Bob Schwartz

Tag: homosexuality

Old scripture, new world: The homosexual ban in Torah portion Acharei Mot

This week’s Torah portion is Acharei Mot, the second part of which is Leviticus 18. It contains very specific laws for sexual conduct, prohibiting practices that Jews must avoid on penalty of death.

Some of the prohibitions are still commonly accepted by most (though not all) in modern times and societies, including bans on incest within extended families and on bestiality. But among them is one that increasingly requires explanation in the face of changing norms–a ban on male homosexual relations. (Lesbian relations are not covered, as Robert Alter notes: “Lesbianism, which surely must have been known in the ancient Near East, is nowhere mentioned, perhaps because no wasting of seed is involved, although the reason for the omission remains unclear.”)

This demands some attention from people of faith who nevertheless believe that homosexual relations are as godly and natural as relations between men and women. The squaring of this circle is actually not that complex, though for some it remains difficult.

It is entirely possible to regard scripture as special, elevated and inspired without treating it as immutable and eternal law. That of course creates its own set of challenges, that is, which of the laws are we to embrace and which do we set aside? The ten commandments contain some valuable guidance we would like generally followed. Not lying, for example, comes immediately to mind.

Here’s the good news. We can do this, we can study and discern what is good and healthy for us individually and as communities. Here’s the inconvenient news. Study and discernment are hard, though rewarding. In my experience, discarding the Bible, or religion for that matter, because of its most pernicious elements and outcomes, is self-defeating and self-denying.

There are people who don’t eat vegetables because, to be honest, some vegetables are pretty terrible or are abysmally prepared. But vegetables are truly wondrous, as taste treats and as part of a healthful diet. You just have to be open to it and work at it a little. And not be put off by the stuff you don’t like and can’t accept.

Reductio Ad Scalia

Justice Antonin Scalia
Supreme Court Justice Antonin Scalia was asked yesterday why his writings compare homosexuality to bestiality and murder. Answering a Princeton freshman, Justice Scalia said:

“It’s a form of argument that I thought you would have known, which is called the ‘reduction to the absurd’. If we cannot have moral feelings against homosexuality, can we have it against murder? Can we have it against other things?”

(“I thought you would have known” seems a bit of a put down. This may have something to do with Justice Scalia having attended Georgetown undergrad, as opposed to Justices Samuel Alito, Sonia Sotomayor and Elena Kagan, all of whom attended Princeton.)
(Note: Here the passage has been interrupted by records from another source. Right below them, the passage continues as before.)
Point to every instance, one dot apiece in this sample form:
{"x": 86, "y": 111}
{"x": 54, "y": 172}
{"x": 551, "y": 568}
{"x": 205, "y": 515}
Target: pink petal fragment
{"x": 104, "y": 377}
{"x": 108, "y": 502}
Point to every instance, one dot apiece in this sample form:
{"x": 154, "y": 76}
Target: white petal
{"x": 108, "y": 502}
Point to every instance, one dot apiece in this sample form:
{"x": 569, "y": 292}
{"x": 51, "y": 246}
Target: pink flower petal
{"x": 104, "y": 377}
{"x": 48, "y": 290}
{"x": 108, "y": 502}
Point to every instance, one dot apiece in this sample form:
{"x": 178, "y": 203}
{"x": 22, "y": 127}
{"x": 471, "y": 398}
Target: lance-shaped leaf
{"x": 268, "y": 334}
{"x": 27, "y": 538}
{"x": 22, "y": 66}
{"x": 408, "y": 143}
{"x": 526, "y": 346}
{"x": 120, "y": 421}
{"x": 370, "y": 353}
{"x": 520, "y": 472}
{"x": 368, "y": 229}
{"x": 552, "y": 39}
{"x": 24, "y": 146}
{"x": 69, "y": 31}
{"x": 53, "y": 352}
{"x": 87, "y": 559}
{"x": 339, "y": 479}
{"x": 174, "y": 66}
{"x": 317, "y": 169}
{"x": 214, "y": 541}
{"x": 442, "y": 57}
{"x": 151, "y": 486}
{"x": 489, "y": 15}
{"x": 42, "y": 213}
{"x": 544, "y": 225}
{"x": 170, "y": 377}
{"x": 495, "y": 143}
This is a common theme in the logical argument against cultural and moral relativism, particularly when it comes to homosexuality. And it is a provocative argument, as far as it goes. If we are to make no moral judgments about sexuality, then each and every type and instance of behavior is a matter of choice—polygamy, bestiality, you name it. Once we admit morality, we are broadly entitled to hold to it and the distinctions we make, even in the face of popular disagreement.

This is something worth thinking about as we make private and public policy, but it is far from dispositive. Some think we are at our best and doing our best when we hold strictly—including the “strict” construction of the Constitution, or for that matter of the Ten Commandments. But the real world has a funny way of demanding flexibility and fluidity from our philosophers, lawmakers, law interpreters and enforcers.

So Justice Scalia is not entirely wrong. He and all of us are, to avoid the absurd, allowed to attach particular values to homosexuality, bestiality, polygamy, divorce, whatever. There are probably still some out there who believe that slavery is moral; we know at least that it still thrives in the world. As for killing, morals differ for different circumstances; if not we would have outlawed killing entirely, or would admit that we don’t make a clear enough distinction when we seem to be legislating hypocritically.

But the story doesn’t end when we prove logically that different morals are legitimate. In the real world, people suffer at the hands of our “moral feelings” as Justice Scalia calls them. In some ways, it’s always about the suffering. In the face of “moral feelings” among some that there was nothing wrong with slavery, much of America agreed to its greatest national conflict to relieve an equally great suffering. Those who have legitimate “moral feelings” about homosexuality and marriage might want to be weighing their profound discomfort against the suffering of millions, not to mention against the arc of history.